For more than a decade, the German government has pursued policies designed to strengthen German R&D. It took steps to help universities attract and keep top scientists, nurtured clusters of excellence in academia, and encouraged greater collaboration with scientists in other research organisations. With support from the German Federal Ministry of Research and Education and other public sources, a network of health institutes has been created to coordinate advanced work against specific challenges, such as metabolic, infectious, and neurodegenerative diseases. Germany could still do more to attract scientists from other countries. Further steps could unleash more innovation. Germany could still do more to attract scientists from other countries. State governments could consider creating venture capital funds to support R&D enterprises.

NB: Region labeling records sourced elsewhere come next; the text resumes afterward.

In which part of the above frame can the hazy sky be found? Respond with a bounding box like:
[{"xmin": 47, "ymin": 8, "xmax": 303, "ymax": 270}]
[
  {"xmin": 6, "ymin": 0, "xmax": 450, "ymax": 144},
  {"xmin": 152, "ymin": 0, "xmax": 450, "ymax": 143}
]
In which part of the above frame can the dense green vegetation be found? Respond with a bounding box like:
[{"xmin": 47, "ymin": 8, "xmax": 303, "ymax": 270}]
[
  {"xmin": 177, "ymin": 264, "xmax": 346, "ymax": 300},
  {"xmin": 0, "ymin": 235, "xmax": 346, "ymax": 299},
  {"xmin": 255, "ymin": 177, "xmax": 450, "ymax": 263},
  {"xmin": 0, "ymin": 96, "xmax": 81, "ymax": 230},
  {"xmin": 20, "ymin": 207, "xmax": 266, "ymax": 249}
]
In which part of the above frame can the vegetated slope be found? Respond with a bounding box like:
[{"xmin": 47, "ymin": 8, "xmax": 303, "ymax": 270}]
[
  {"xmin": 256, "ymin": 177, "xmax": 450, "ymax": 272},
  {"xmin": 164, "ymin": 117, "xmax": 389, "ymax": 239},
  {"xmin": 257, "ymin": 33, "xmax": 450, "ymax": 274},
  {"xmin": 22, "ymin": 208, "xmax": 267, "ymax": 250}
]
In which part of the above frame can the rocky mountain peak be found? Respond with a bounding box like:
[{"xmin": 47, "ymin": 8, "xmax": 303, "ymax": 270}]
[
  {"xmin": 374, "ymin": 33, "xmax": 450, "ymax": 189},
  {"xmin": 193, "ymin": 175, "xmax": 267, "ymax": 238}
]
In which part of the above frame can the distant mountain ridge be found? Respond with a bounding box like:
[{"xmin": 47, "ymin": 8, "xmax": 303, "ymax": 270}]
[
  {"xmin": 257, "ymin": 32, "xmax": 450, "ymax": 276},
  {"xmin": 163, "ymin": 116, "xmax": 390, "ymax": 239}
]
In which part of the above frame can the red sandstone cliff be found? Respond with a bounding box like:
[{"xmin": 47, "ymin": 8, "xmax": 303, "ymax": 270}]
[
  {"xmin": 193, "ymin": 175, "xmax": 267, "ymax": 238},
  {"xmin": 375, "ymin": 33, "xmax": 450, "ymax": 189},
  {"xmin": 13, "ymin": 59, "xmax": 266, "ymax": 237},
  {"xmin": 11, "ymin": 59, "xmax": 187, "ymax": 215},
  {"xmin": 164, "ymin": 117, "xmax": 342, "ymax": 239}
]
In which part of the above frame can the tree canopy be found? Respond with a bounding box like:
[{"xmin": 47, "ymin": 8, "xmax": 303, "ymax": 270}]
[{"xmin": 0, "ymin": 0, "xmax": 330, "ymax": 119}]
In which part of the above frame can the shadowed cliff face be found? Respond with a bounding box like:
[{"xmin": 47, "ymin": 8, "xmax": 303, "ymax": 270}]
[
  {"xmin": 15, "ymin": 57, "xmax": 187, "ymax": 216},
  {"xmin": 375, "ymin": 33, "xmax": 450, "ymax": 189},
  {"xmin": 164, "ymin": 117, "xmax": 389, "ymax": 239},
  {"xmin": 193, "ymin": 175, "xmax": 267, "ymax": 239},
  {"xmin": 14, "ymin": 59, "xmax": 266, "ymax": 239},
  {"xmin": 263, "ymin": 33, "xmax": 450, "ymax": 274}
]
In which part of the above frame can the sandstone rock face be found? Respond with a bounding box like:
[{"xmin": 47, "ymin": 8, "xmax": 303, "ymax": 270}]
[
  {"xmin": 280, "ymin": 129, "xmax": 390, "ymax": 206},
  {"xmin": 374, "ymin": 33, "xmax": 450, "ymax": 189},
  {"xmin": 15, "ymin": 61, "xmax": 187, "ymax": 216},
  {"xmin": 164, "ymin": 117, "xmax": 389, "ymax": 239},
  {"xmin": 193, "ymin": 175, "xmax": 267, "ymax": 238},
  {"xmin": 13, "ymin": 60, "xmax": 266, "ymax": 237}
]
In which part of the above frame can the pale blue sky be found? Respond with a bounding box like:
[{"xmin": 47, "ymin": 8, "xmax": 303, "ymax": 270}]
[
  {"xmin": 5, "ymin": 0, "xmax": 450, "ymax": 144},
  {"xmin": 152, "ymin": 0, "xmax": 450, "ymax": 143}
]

As in the UK, there has been discussion in Germany of creating a government agency to support strategically targeted, advanced research – modelled after the US government agency that gave rise to the Internet, among many other transformative technologies. At the G20 Summit in Hamburg last year, Germany committed to creating a hub for international collaboration against one of the greatest global health threats, antimicrobial resistance. These ideas are worthy and potentially very useful in strengthening Germany’s position at the forefront of discovery and innovation in global health and development. Many friends of Germany – myself very much included – would welcome and support the nation’s further efforts to play an even larger role. Whether the world continues its progress of the past three decades may depend to a great extent on the new knowledge and tools that Germans can help create between now and 2030.